A local watch dog attorney says he intends to file a civil lawsuit in the matter in the near future. Joey McCutchen, who is already waiting for an Arkansas Supreme Court decision in a previous case stemming from alleged “secret meetings” held in conjunction with the change of the Southside High School mascot earlier in the year, says it’s all about transparency.
“It’s business as usual,” said McCutchen. “You would think that with everything that went on with the mascot controversy someone would have learned a lesson. That doesn’t seem to be the case.”
McCutchen said that emails passed between members of the board as well as interim superintendent Gordon Floyd and at least two other district employees. The emails, addressing the appointment of school board officers for another term, fall under the FOIA because of the lack of transparency regarding the discussions.

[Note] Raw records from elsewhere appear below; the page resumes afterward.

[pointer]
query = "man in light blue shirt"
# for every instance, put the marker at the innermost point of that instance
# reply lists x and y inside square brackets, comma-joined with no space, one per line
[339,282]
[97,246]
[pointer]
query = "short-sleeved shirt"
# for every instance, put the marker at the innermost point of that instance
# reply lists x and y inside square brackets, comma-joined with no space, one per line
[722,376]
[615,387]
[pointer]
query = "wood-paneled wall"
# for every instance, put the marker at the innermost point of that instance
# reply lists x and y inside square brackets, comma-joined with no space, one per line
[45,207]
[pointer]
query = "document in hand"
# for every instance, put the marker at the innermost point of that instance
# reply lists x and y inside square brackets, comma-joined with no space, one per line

“It’s the same as if the school board went down to Benson’s Grill and huddled in the back room to talk about who they wanted to hold the offices for the next year,” said McCutchen. “I don’t think your website, the local newspaper or any of the local television stations were invited to the group email.”

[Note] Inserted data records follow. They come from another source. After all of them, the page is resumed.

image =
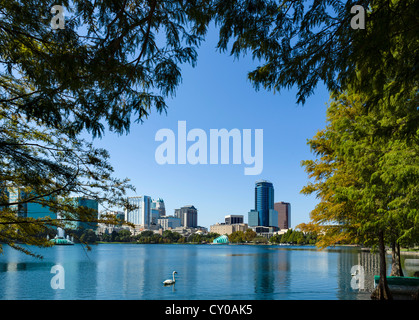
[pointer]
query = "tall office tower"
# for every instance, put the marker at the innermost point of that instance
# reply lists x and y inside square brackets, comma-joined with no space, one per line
[29,209]
[233,219]
[284,214]
[188,216]
[264,203]
[159,205]
[141,215]
[93,206]
[4,195]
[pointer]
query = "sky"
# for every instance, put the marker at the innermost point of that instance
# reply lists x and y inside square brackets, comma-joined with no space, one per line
[216,94]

School board president Deannie Mehl told media outlets that the chain of emails was never meant to deceive anyone and felt at the time was legal because a slate of officers had been discussed in a public forum previous to the group email.
Mehl added that as long as she is on the board there will not be another episode of group emails discussing district business.

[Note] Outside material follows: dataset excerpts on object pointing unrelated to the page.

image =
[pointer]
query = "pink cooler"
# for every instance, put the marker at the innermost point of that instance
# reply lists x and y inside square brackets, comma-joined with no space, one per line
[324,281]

“I’m thoroughly convinced that part of this was deliberate and part of it was just because the FOIA and what it entails just went completely over the head of some members,” said McCutchen. “You would think that a district that is spending $60,000 defending a lawsuit in front of the state Supreme Court for essentially he same thing would get the district’s lawyer and all of the school board members together for a training session or something.”
McCutchen said he obtained the emails in question through a FOIA filing and took the information to Shue after comments at a school board meeting to the effect that the slate of officers was a ”done deal” after no public discussion was held.
“When I took the information to the prosecutor he immediately recognized that this was a violation,” said McCutchen. “While the decision whether to prosecute the case or not was entirely his, I told him I was perfectly fine with a strongly worded letter to the board pointing out the violation.”
“Had this been the first time, “I probably would have just let it go,” said McCutchen. “But at some point it just simply becomes defiance in the face of reason and for board members to proclaim they have ‘been paying close attention to the FOIA’ in light of the Southside fiasco just doesn’t seem to be the case.”
McCutchen said the school board received the letter from Shue on November 8.
“We expect a ruling any day on June Bradshaw vs. Fort Smith School District and Fort Smith School Board of Education for the secret meetings they held before doing away with the Rebel Mascot and the fight song,” said McCutchen. “Once again, where is the promised accountability and transparency.”